Cycle stability of PANI/MnO₂-MWNTs

The long-term cycle stability of each sample, i.e., MWNTs, MnO₂-MWNTs, and PANI/MnO₂-MWNTs, was also evaluated in this study by cycling the charge/discharge test between −0.2 and 1.0 V (vs. Ag/AgCl) at a current density of 0.2 A/g during 500 times. The cycle stability of each sample is shown in Fig. 9. It is obvious that the pristine MWNT-based electrode shows high cycle stability over the entire test period and after 500 cycles, and the capacitance decreased by approximately 7% of the initial capacitance. However, despite the specific capacitance of MnO₂-MWNTs being higher than that of pristine MWNTs, it is gradually decreased with the increasing number of charge–discharge tests, revealing the low cycle stability of about 20%. Previous studies have reported that the reduction of the electrochemical performance of the MnO₂ with cycling is closely related to the physicochemical and structural characteristics, such as grain size, surface area, morphology, and crystallinity [30]. In this system, the gradual decrease of the MnO₂-MWNTs specific capacitance is attributed to the partial dissolution of MnO₂ coated onto MWNTs in the electrolyte during cycling, resulting in an increase of equivalent series resistance at the interface between the electrode materials and current collector [31, 32].

Fig. 9

Specific capacitances of pristine MWNTs, MnO₂-MWNTs, and PANI/MnO₂-MWNTs as a function of cycle number measured at 0.2 A/g in 0.5 M Na₂SO₄ solution

After an additional PANI coating, the PANI/MnO₂-MWNTs exhibit more stable cycle features than the MnO₂-MWNTs where the capacitance decreases by approximately 16 % of the initial capacitance since the PANI layers can reduce the dissolution rate of MnO₂ in the electrolyte solution.
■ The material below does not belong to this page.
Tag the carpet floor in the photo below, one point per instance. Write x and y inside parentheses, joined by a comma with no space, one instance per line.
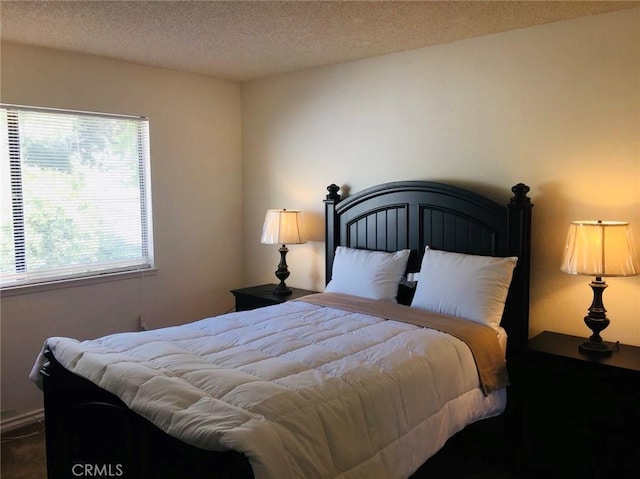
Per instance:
(23,457)
(23,454)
It is well known that a combination of MnO₂ and other materials, such as conducting polymers, may reduce both the MnO₂ dissolution and the mechanical failure and hence lead to excellent electrochemical performance after the number of cycling tests [33]. However, the specific capacitance is likewise decreased during the charge/discharge test to an extent that is even greater than that of pristine MWNTs. The decrease of the specific capacitance of the PANI/MnO₂-MWNTs could account for the expansion and shrinkage of the PANI during the long-term charge/discharge processes [34]. Consequently, the nano-scale coated MnO₂ on the MWNTs could provide improved capacitance with higher electric conductivity of MnO₂ as well as enhanced electrolyte migration. The coating of PANI also further improves the electrochemical performance of MnO₂-MWNTs. Therefore, multi-core/shell electrodes are suitable to be manufactured as electrode materials and have superior electrochemical performance when compared to that of conventional manganese oxide/carbon electrodes.

Conclusions

In this work, multi-layered electrodes, i.e., PANI/MnO₂-MWNTs, were prepared as electrode materials for a supercapacitor. The effect of PANI coating on the electrochemical performance and cyclic stability of MnO₂-MWNTs was determined. From the cyclic voltammograms, PANI/MnO₂-MWNTs showed remarkably enhanced specific capacitance and cycle stability compared to pristine MWNTs and MnO₂-MWNTs, and the specific capacitance of PANI/MnO₂-MWNTs (350 F/g) was higher than those of pristine MWNTs (92 F/g) and MnO₂-MWNTs (306 F/g). This indicated that the improved electrochemical performance of PANI/MnO₂-MWNTs was due to the synergistic effect among three components, i.e., PANI, MnO₂, and MWNTs, and the PANI coating resulted in increased cycle stability by delaying the dissolution of MnO₂ during charge/discharge tests.